Perhaps the best book ever written about minor league baseball, A False Spring explores the reasons one youngster failed to fulfill his potential.
This is a powerful and frustrating memoir of Pat Jordan’s three summers pitching in the low minor leagues, written when the author was in his thirties. At heart, it’s an exploration of why he failed, and that story is pretty brutal: Much of the problem was immaturity; he comes off as a cocky kid, with obvious talent but no ability to put the talent to use. Except for a Winter Instructionals interlude, the path is ever downward, and the ending inevitable.
There’s a Midwest League connection: Jordan spent 1960 with the Davenport Braves. Unfortunately, it’s the book’s weakest chapter. The author knows this, and discusses the reasons; it’s closely tied to the greater failure of his baseball career.

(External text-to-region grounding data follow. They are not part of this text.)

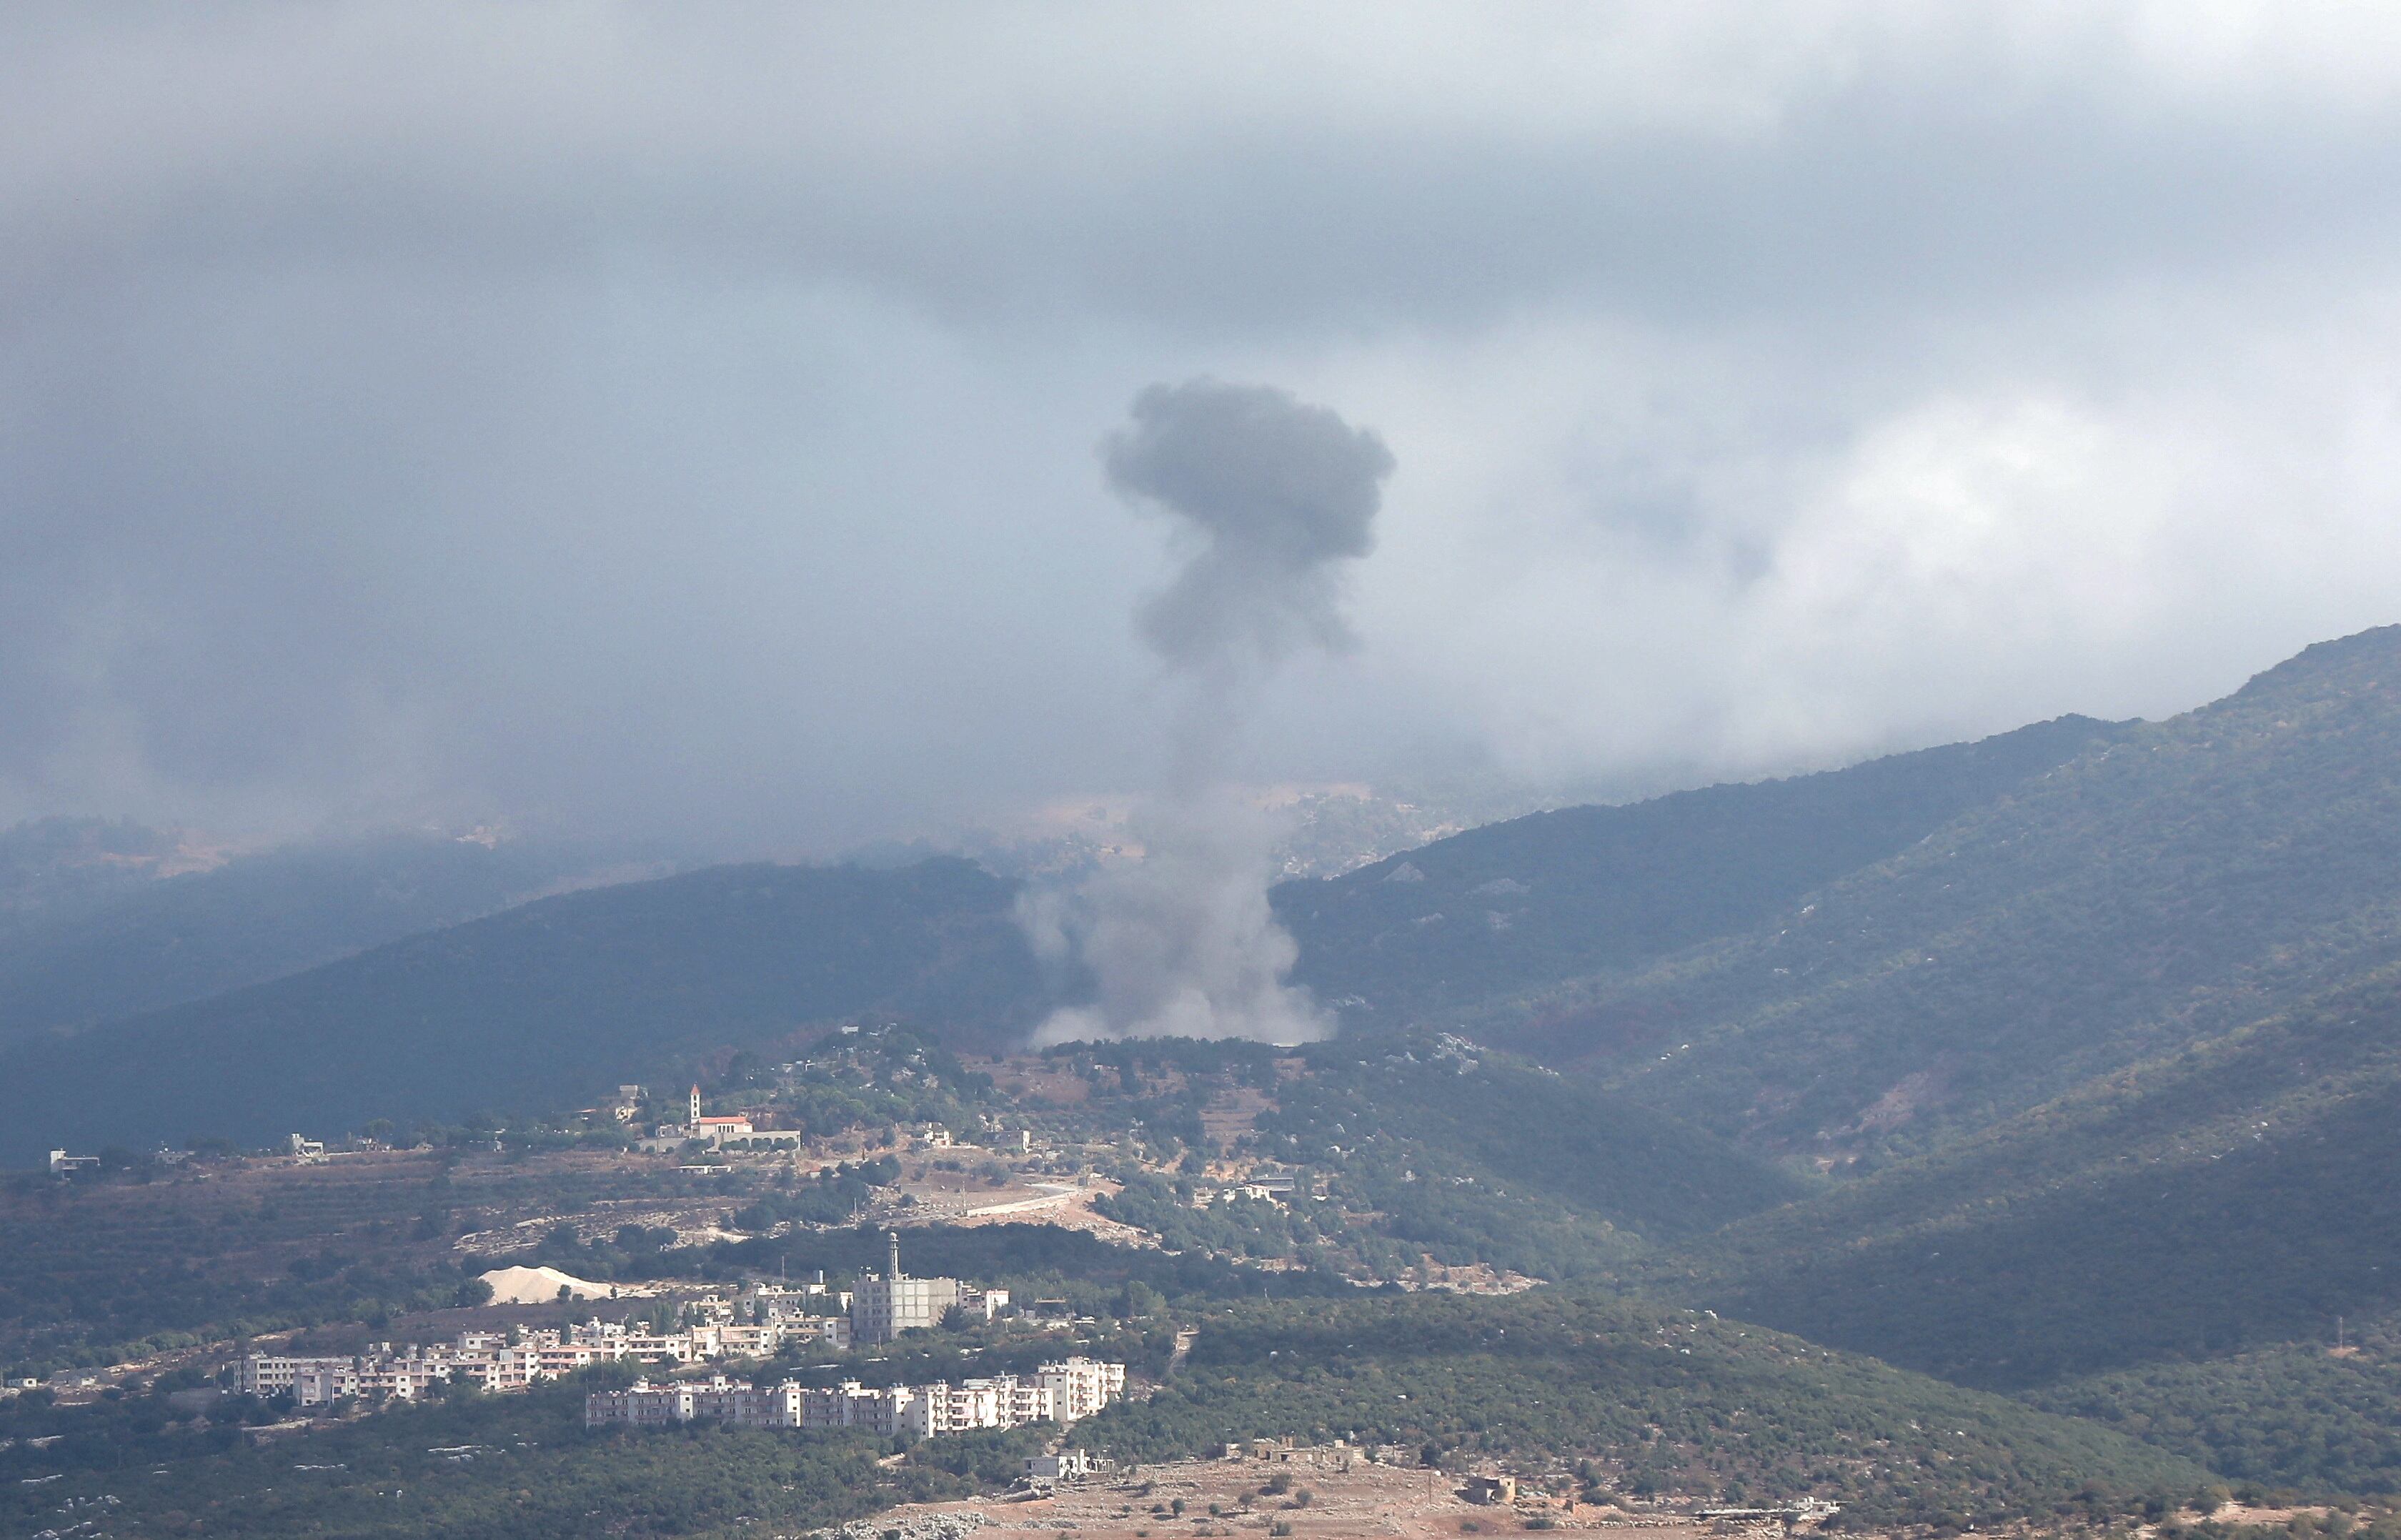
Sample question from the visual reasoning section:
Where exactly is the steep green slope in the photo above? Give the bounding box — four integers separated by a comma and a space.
1085, 1288, 2216, 1528
1662, 965, 2401, 1389
2026, 1321, 2401, 1498
1253, 1038, 1806, 1276
0, 826, 602, 1043
1040, 1035, 1800, 1281
1476, 626, 2401, 1165
1275, 714, 2127, 1021
0, 858, 1043, 1166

The book’s honesty is absolutely painful, though occasionally a bit forced. And Jordan’s ability to sketch a portrait with a few sentences is really quite remarkable; almost everyone he turns his attention to comes to life on the page. I was particularly taken by his description of Travis Jackson’s need to be physically involved in baseball’s rituals, contrasted with his relative disdain for the ordinary necessities of the manager’s job.
The author describes his career as a series of unnumbered photographic slides, scattered purposelessly on a table. This fundamental inability to find a way to tie the episodes of his young life into a coherent whole was, he judges, the reason he failed so miserably. That’s perhaps not entirely fair, but it’s a good first approximation.